Tidmarsh worked with Bhattacharya to fend off criticism of the Stanford conference from public health experts and media. For example, after pediatrician, vaccine scientist, and renowned global health advocate Peter Hotez spoke out about the conference and its “full on anti-science agenda (and revisionist history),” Tidmarsh emailed him to invite him to participate in the anti-vaxxer heavy event. Tidmarsh apparently shared his emails with Bhattacharya, who posted screenshots of them on X and attacked Hotez—at one point quote tweeting him to his hundreds of thousands of followers and accusing him (and others) of having “favored destructive policies like school closures, mandates, and gain-of-function work that, in retrospect, look like they caused disaster.”
”They fear an honest appraisal of these ideas,” Bhattacharya wrote.
Tidmarsh also apparently shared the press inquiry he received from Los Angeles Times columnist Michael Hiltzik, a Pulitzer Prize winner. Bhattacharya posted a screenshot of Hiltzik’s email, describing him as a journalist only in scare quotes.

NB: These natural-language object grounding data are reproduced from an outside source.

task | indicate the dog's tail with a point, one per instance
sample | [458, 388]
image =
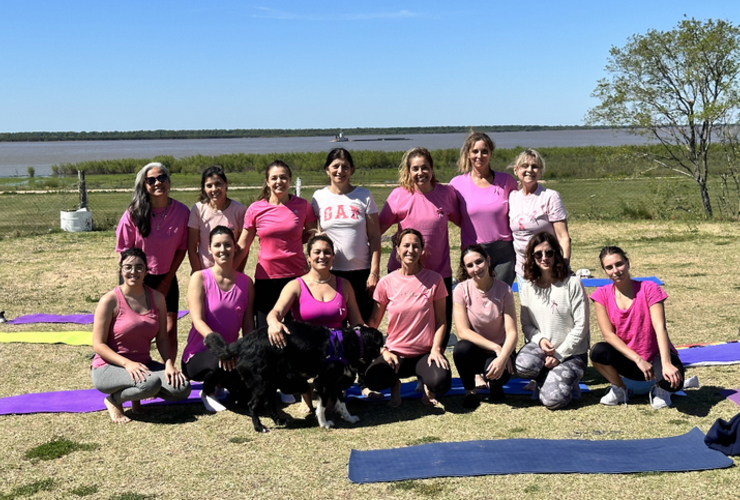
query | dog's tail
[216, 343]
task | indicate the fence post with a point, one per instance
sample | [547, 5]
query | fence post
[83, 189]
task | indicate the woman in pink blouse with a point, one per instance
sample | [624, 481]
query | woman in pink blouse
[415, 299]
[484, 204]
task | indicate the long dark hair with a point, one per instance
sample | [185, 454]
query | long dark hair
[141, 207]
[532, 270]
[212, 171]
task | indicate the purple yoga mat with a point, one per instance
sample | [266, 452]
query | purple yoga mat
[731, 394]
[719, 354]
[82, 319]
[80, 401]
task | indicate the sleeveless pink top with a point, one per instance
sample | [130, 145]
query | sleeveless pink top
[224, 312]
[330, 314]
[130, 333]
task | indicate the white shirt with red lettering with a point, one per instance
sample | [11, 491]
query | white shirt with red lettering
[343, 217]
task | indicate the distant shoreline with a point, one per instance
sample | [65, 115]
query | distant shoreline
[265, 133]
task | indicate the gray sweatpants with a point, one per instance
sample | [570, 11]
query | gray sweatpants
[556, 385]
[115, 380]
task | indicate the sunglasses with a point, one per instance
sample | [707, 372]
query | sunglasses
[153, 180]
[546, 253]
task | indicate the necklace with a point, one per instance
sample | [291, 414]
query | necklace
[164, 216]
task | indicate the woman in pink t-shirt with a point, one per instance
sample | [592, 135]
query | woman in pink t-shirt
[422, 203]
[282, 222]
[535, 209]
[484, 204]
[485, 317]
[127, 319]
[631, 317]
[213, 209]
[415, 299]
[158, 225]
[221, 300]
[318, 297]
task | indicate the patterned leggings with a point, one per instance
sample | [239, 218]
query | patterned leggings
[556, 385]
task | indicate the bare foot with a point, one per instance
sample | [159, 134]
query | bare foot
[395, 401]
[116, 412]
[428, 399]
[136, 407]
[371, 394]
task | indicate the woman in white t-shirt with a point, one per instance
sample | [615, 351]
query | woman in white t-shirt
[485, 318]
[534, 208]
[213, 209]
[349, 216]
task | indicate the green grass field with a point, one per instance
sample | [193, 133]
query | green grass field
[182, 452]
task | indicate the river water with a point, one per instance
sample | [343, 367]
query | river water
[16, 157]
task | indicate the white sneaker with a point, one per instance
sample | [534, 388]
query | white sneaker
[211, 403]
[615, 395]
[660, 398]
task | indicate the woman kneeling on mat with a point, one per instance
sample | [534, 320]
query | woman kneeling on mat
[126, 321]
[221, 300]
[485, 318]
[415, 300]
[555, 323]
[631, 316]
[318, 297]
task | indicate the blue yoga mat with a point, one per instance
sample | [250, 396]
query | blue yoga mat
[536, 456]
[595, 282]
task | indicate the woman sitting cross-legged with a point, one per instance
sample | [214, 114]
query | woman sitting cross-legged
[127, 319]
[318, 297]
[485, 318]
[221, 300]
[631, 317]
[415, 300]
[555, 323]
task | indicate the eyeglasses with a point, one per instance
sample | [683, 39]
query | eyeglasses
[153, 180]
[127, 268]
[546, 253]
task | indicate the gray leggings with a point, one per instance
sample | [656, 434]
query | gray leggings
[115, 380]
[556, 385]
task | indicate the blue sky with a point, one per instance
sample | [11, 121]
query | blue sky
[140, 65]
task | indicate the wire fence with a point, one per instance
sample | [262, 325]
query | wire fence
[39, 211]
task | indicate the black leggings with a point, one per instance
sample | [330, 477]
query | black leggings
[203, 367]
[380, 375]
[606, 354]
[472, 360]
[266, 293]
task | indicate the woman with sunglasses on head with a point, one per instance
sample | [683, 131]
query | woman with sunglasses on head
[485, 318]
[282, 222]
[213, 209]
[555, 323]
[221, 300]
[484, 204]
[319, 297]
[631, 316]
[424, 204]
[127, 319]
[158, 225]
[349, 216]
[415, 300]
[534, 208]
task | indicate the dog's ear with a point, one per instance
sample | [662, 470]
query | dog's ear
[216, 343]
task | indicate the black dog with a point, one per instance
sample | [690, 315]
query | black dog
[332, 358]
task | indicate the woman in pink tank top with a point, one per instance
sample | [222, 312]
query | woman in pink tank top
[318, 297]
[127, 319]
[221, 300]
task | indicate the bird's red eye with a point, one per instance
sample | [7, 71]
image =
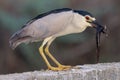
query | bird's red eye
[87, 17]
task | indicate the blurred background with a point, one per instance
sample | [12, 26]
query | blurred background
[75, 49]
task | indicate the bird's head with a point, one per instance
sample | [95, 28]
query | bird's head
[90, 21]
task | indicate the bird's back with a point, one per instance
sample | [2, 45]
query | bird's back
[41, 27]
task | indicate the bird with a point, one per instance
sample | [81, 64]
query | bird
[48, 26]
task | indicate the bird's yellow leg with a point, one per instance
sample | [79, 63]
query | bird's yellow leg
[44, 57]
[60, 66]
[42, 53]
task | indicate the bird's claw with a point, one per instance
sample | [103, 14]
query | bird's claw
[59, 68]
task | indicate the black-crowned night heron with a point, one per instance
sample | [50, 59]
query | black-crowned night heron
[51, 25]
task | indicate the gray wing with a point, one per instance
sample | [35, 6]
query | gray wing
[40, 29]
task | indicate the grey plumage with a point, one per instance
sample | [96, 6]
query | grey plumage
[53, 24]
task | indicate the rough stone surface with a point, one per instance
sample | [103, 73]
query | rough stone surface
[101, 71]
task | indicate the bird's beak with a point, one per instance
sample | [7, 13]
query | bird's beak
[99, 29]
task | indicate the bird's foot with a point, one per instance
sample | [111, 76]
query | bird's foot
[59, 68]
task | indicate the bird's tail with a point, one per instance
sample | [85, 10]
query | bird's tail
[18, 38]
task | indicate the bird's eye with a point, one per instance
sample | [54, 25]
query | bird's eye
[87, 17]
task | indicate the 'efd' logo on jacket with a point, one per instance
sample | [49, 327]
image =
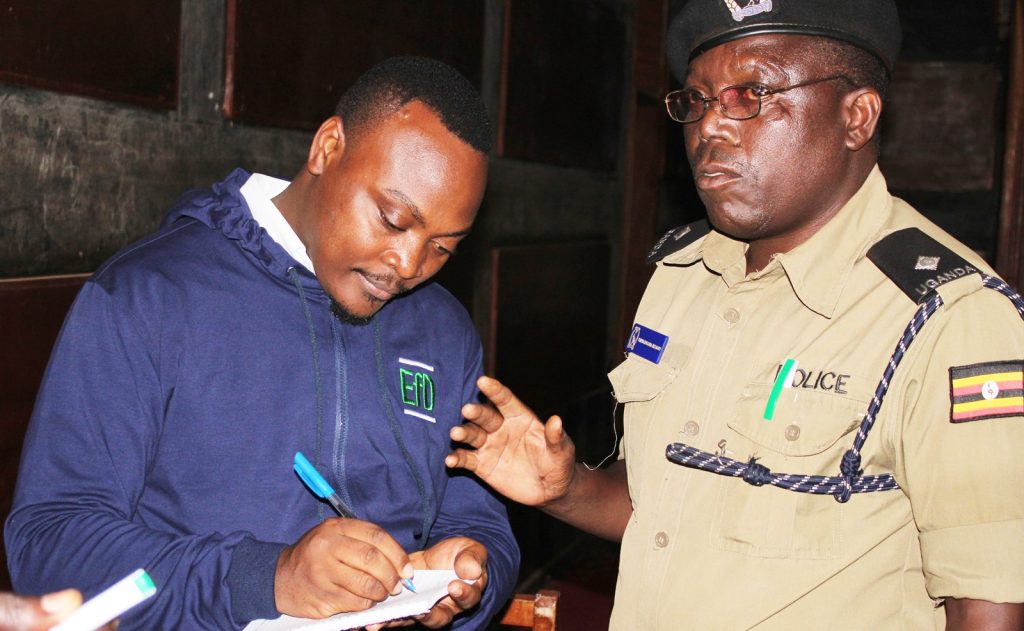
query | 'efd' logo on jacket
[417, 387]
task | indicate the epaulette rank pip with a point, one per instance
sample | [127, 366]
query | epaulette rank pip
[677, 239]
[918, 263]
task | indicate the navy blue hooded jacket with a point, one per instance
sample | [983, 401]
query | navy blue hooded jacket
[192, 368]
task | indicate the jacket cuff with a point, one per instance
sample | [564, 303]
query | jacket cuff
[250, 580]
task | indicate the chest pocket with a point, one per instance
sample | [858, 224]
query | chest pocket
[639, 384]
[808, 434]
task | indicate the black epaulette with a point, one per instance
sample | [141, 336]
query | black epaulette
[918, 263]
[677, 239]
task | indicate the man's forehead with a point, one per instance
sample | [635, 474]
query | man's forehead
[702, 25]
[773, 55]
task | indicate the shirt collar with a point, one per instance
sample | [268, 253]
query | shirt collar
[259, 192]
[818, 268]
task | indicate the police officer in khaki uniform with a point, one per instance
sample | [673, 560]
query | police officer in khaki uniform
[797, 456]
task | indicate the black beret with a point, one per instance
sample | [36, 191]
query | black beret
[701, 25]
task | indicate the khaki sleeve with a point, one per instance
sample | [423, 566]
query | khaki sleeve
[963, 466]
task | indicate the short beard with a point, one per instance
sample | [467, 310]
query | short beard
[347, 317]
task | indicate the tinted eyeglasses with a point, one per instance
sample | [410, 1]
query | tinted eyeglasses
[736, 101]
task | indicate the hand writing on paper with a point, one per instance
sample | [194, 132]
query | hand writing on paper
[469, 559]
[339, 565]
[19, 613]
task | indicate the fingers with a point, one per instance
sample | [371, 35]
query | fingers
[339, 565]
[382, 558]
[554, 432]
[61, 603]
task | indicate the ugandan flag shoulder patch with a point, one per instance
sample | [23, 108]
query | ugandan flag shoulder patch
[986, 390]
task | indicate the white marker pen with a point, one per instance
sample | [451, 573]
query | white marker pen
[110, 603]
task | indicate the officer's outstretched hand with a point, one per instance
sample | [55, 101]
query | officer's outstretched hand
[523, 459]
[339, 565]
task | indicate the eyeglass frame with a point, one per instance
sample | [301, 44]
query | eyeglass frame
[707, 100]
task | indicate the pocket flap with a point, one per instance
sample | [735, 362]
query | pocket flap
[637, 379]
[806, 422]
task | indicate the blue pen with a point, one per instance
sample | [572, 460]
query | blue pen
[315, 482]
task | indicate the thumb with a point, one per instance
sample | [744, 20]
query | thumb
[60, 603]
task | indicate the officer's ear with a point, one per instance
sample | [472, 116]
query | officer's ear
[328, 143]
[861, 110]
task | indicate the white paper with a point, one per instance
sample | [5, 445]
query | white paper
[431, 586]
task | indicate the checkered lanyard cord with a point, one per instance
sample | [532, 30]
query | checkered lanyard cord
[851, 478]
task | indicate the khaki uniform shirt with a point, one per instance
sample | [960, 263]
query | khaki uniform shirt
[706, 551]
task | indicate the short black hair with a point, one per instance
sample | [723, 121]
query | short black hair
[863, 68]
[387, 86]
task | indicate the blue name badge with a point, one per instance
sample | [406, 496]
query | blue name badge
[647, 343]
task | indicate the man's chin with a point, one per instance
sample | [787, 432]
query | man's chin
[347, 317]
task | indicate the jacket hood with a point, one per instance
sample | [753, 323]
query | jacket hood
[221, 207]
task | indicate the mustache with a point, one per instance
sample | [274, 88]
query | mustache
[707, 154]
[388, 280]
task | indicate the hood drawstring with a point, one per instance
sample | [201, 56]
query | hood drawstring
[316, 376]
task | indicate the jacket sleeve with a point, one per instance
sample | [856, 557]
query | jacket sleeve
[470, 509]
[95, 427]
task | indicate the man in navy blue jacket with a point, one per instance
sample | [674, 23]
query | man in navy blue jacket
[263, 319]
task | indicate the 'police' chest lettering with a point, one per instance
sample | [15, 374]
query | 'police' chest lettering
[827, 380]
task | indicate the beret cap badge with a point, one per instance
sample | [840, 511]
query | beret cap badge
[753, 8]
[698, 26]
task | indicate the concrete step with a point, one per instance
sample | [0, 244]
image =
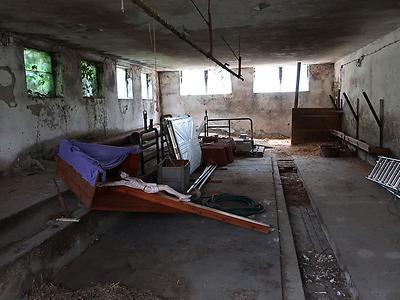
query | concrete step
[32, 219]
[44, 253]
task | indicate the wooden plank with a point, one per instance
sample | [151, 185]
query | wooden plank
[109, 198]
[313, 124]
[122, 198]
[197, 209]
[361, 145]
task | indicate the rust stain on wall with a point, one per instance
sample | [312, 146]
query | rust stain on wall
[7, 84]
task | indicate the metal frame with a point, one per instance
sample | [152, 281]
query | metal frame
[356, 113]
[387, 174]
[147, 141]
[379, 120]
[229, 120]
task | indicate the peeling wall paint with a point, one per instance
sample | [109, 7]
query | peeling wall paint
[39, 123]
[7, 84]
[374, 69]
[271, 112]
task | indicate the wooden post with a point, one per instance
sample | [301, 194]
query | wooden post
[296, 97]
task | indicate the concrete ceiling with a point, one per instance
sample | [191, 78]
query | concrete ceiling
[283, 31]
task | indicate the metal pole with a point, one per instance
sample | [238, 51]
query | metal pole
[381, 117]
[351, 106]
[358, 119]
[296, 97]
[210, 34]
[150, 12]
[371, 108]
[333, 100]
[207, 176]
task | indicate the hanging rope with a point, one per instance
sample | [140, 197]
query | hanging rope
[153, 43]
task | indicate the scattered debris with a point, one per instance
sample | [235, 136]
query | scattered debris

According to screenshots obtained by Important Context, Hotez was not the only public health expert to criticize the event and receive combative emails from Tidmarsh.
Tidmarsh’s connection with Makary grew after the Stanford conference. In a podcast interview with the commissioner on Tuesday, Tidmarsh revealed that he had flown out to Washington, D.C., to help Bhattacharya prepare for his confirmation hearing and ended up out at dinner with him and Makary. At this dinner, Tidmarsh expressed his desire to work at the FDA.
Tidmarsh also served as board chair for a new contrarian medical journal founded by Bhattacharya last year through the right-wing RealClear Foundation’s Academy of Public Health, according to the publication’s bylaws. The journal featured the FDA commissioner and NIH director on its editorial board. Tidmarsh’s son, a contributing writer to various RealClear properties, was executive editor—a fact not disclosed on the journal’s website or in any of the elder Tidmarsh’s articles for the publication as a potential conflict of interest.
One of those articles, from April, dealt with talc as a food and drug additive. The following month, he participated in an FDA panel on the subject as an expert. According to STAT News, he had not published studies on the subject before the event.
Unsurprisingly, Tidmarsh has been a staunch defender of Makary’s FDA leading up to his appointment. Amid the backlash to the commissioner’s ouster of former CBER head Peter Marks, Tidmarsh joined a chorus of right-wing contrarian voices justifying the move. In an April op-ed for RealClear, he wrote that Marks was “not a hero of the resistance” and had been “subverting the scientific process at FDA for years.” More recently, he attacked Endpoints News after it reported that Makary had lobbied for the FDA to issue a Complete Response Letter to KalVista Pharmaceuticals, rejecting its rare disease drug, sebetralstat, known as Ekterly, to treat hereditary angioedema.
“Endpoint News is terrible,” Tidmarsh wrote in a post on his LinkedIn. “They wrote ‘Makary’s KalVista rejection bid sparks concerns’. Someone should tell them that even if Makary did suggest FDA issue a [Complete Response Letter] (there is no evidence for this), a CRL is not a rejection. One would think that a ‘journalist’ would have some basic knowledge of the industry they cover. Endpoint News should be ashamed.”
The FDA ultimately approved KalVista’s drug.